My new works are about children as well. But, The Rhyme series is significant for me because I broke my dependence of Henri Rousseau in visional pattern. I also seem to be rid of the attachment of tenderized ego and anxiety of growing, and I turned to an image-language with social criticism. The Rhyme series is inspired by my observation of an elementary school I often pass by: I see the queues all in order, hear the teacher’s criticism from the loudspeaker – exactly my memory of middle school many years ago. I started to focus on the child-image in New China. The Rhyme series are highly symbolic. The names and images are based on familiar Chinese nursery rhymes. Those signifiers are placed together in certain visual structure. Maybe explanation of each person differs, but the inner-core of those signifiers is relatively constant, because those signifiers are not obscure but come from daily life. Therefore, I am starting to try to be more of an observer and thinker with mature art-think. In my coming works, I would try to express my art-opinions with different points of view and treatment-method of my style.
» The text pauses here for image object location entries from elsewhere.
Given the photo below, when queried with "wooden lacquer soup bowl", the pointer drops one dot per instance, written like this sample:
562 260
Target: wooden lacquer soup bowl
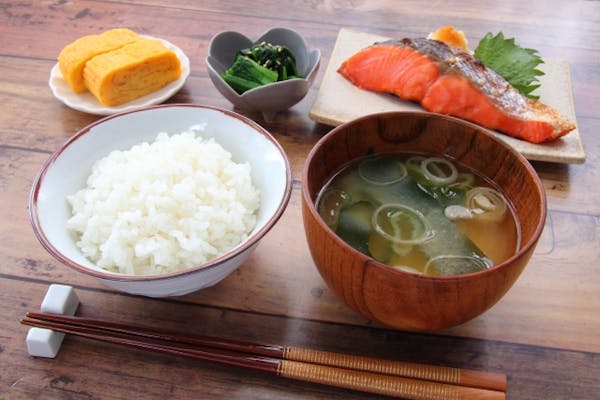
406 300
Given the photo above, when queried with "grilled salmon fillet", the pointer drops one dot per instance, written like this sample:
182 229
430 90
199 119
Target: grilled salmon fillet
448 80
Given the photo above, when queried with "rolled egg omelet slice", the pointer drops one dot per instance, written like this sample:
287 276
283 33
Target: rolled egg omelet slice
74 56
130 72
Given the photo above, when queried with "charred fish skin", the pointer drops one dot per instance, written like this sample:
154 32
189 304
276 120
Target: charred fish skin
448 80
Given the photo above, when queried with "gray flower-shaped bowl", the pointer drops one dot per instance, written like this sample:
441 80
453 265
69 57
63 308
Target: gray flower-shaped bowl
273 97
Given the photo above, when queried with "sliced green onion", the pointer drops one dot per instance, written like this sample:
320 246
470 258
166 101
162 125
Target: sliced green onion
439 171
456 264
454 212
382 170
401 224
486 203
406 268
330 204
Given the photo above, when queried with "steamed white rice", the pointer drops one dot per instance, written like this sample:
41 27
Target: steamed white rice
164 206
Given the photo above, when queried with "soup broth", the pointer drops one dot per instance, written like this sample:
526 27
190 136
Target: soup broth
422 214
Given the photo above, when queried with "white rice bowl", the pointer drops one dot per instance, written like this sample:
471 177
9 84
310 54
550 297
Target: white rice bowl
68 169
164 206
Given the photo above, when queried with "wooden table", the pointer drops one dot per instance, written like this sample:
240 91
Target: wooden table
544 334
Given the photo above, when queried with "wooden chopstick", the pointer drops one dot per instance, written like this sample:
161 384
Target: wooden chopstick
351 372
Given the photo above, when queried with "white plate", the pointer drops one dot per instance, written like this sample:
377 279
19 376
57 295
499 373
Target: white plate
86 102
339 101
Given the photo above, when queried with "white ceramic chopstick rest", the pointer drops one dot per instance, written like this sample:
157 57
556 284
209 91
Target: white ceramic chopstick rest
59 299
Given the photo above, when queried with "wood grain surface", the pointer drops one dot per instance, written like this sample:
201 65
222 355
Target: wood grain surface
544 334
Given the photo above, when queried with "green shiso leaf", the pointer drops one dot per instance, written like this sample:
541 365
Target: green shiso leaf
516 64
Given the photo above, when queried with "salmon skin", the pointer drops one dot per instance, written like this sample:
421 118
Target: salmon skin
448 80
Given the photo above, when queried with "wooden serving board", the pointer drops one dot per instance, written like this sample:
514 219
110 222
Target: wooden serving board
339 101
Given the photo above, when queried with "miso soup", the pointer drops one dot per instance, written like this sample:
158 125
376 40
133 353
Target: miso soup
426 215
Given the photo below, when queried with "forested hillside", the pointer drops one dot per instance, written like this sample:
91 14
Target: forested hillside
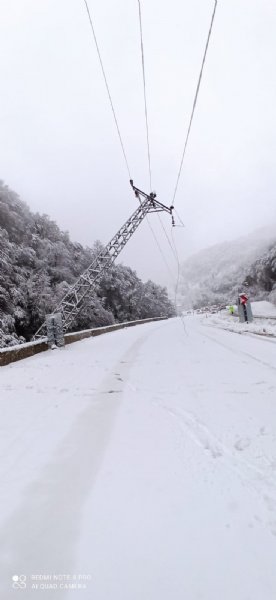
38 263
216 275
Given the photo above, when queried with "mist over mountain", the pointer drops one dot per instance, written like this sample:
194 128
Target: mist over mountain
217 274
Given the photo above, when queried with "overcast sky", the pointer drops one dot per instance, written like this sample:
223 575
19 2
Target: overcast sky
59 147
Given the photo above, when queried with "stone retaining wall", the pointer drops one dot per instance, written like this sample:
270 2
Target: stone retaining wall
9 355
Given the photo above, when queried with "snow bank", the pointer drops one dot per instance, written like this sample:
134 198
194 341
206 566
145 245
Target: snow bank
262 326
263 309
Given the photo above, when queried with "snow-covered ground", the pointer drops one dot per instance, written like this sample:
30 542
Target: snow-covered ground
264 309
141 464
264 322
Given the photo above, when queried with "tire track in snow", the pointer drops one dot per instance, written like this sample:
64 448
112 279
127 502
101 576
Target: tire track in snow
260 483
41 535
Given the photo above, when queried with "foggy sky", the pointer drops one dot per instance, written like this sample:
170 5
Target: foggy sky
59 148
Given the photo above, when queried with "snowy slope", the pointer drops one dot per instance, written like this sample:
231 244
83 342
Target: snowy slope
216 274
144 462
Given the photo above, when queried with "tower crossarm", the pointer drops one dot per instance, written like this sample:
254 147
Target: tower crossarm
71 304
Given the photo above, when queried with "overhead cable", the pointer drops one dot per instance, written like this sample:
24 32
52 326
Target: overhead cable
145 95
107 87
195 99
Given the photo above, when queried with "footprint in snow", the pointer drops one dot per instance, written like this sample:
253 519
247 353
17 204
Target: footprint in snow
242 444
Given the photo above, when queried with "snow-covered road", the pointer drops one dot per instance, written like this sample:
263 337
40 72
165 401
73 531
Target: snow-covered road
141 465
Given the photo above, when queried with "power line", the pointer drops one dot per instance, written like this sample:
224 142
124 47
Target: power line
160 249
107 87
167 237
195 99
144 85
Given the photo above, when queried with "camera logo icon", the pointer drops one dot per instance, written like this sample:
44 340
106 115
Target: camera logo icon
19 582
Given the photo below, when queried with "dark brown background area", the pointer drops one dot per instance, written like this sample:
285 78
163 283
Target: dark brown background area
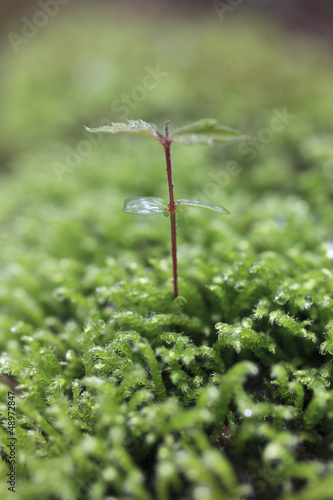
314 16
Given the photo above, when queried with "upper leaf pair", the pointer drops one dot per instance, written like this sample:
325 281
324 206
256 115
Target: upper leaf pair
206 131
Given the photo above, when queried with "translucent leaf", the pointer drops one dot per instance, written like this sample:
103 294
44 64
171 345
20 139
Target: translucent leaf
132 126
206 131
201 204
145 206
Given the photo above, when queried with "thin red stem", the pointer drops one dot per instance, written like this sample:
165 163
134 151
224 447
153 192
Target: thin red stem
172 209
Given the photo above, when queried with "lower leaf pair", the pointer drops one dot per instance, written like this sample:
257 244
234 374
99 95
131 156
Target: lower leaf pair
150 205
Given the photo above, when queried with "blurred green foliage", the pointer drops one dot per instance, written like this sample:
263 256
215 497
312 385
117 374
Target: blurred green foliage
124 393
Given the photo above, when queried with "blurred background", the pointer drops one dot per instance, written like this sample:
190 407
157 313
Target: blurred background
264 67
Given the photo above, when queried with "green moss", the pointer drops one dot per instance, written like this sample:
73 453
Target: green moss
226 392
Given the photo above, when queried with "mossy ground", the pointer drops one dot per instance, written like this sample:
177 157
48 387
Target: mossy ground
226 392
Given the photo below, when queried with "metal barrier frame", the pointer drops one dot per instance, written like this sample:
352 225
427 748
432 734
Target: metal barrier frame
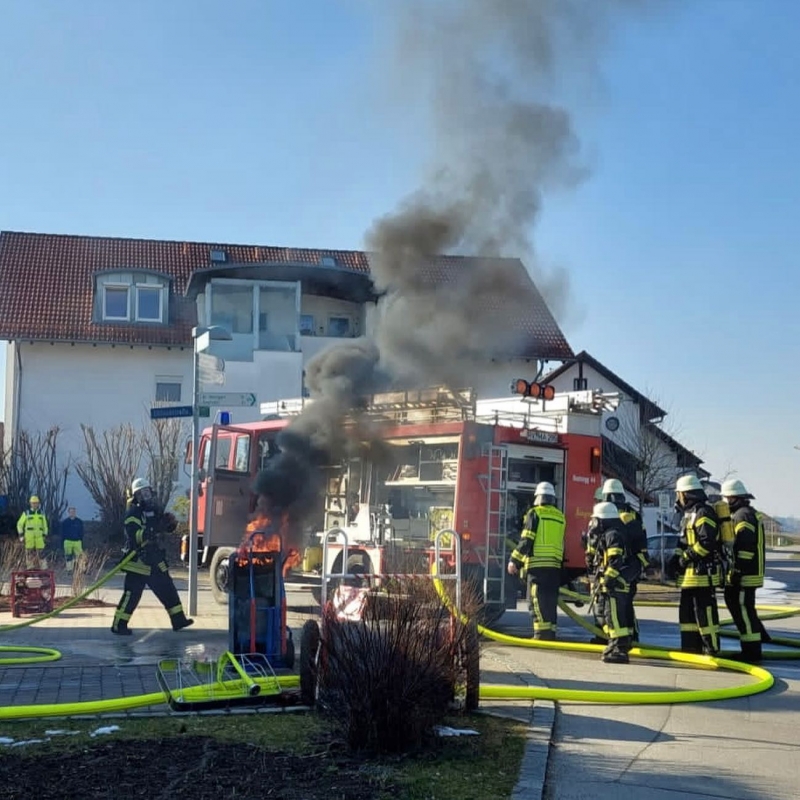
326 576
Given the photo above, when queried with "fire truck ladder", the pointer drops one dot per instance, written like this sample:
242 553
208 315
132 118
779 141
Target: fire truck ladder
497 490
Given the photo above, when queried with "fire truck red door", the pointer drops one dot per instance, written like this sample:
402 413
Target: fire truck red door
228 493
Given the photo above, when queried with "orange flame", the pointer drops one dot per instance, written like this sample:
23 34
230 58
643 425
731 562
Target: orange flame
261 538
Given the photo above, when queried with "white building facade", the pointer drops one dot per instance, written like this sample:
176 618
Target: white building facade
111 337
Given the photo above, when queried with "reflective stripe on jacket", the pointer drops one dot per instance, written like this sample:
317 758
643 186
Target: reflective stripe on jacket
32 522
542 542
699 543
748 547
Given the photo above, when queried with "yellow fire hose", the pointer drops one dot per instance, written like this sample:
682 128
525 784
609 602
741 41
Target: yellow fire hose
764 680
48 653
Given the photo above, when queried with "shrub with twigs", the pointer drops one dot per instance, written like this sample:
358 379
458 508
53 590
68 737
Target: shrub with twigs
89 567
109 465
388 678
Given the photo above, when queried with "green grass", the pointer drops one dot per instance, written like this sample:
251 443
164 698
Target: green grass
452 768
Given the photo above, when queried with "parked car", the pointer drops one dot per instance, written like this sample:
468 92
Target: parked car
669 541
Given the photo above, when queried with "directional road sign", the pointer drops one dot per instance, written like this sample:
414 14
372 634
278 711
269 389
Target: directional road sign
165 412
211 369
226 399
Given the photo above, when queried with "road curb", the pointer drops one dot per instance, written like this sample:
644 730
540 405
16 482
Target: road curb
533 772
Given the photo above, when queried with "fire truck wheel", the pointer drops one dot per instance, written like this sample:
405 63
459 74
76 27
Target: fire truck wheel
289 658
472 663
218 572
309 645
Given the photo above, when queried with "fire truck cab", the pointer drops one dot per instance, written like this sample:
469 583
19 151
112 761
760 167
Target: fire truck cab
450 462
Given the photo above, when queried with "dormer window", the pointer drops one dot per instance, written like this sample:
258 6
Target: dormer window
116 303
148 303
131 297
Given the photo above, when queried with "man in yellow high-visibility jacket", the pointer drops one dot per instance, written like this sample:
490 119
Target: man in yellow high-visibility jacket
540 554
32 529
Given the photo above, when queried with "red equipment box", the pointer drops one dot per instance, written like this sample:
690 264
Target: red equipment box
32 591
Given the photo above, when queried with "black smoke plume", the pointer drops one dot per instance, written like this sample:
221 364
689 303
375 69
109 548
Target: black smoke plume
486 71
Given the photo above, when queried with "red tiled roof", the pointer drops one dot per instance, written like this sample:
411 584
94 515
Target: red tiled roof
46 287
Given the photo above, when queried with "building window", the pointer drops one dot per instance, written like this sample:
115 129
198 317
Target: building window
168 390
232 308
148 304
307 324
339 326
115 302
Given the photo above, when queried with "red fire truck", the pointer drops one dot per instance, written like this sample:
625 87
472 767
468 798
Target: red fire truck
455 463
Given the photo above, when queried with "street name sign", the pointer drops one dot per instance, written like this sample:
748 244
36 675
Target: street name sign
167 412
226 399
211 369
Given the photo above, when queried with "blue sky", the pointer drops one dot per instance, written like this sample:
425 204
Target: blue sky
272 122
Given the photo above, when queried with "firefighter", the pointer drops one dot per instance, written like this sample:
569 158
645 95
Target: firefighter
613 492
539 555
618 567
143 523
697 557
32 529
746 572
592 573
Europe and the United States are the places my work is well received. I think my work has qualities that that they are interested in the most. Beautiful and lovely picture using many processing techniques, but reflecting my true heart. I put myself in to the work, with a baby-like face and body, and people can feel for that girl with a youth’s heart. This strengthens the emotion, and makes the works compelling. Viewers may have different life experiences than me, but I think they can read my story and understand me, and then they start to think of themselves.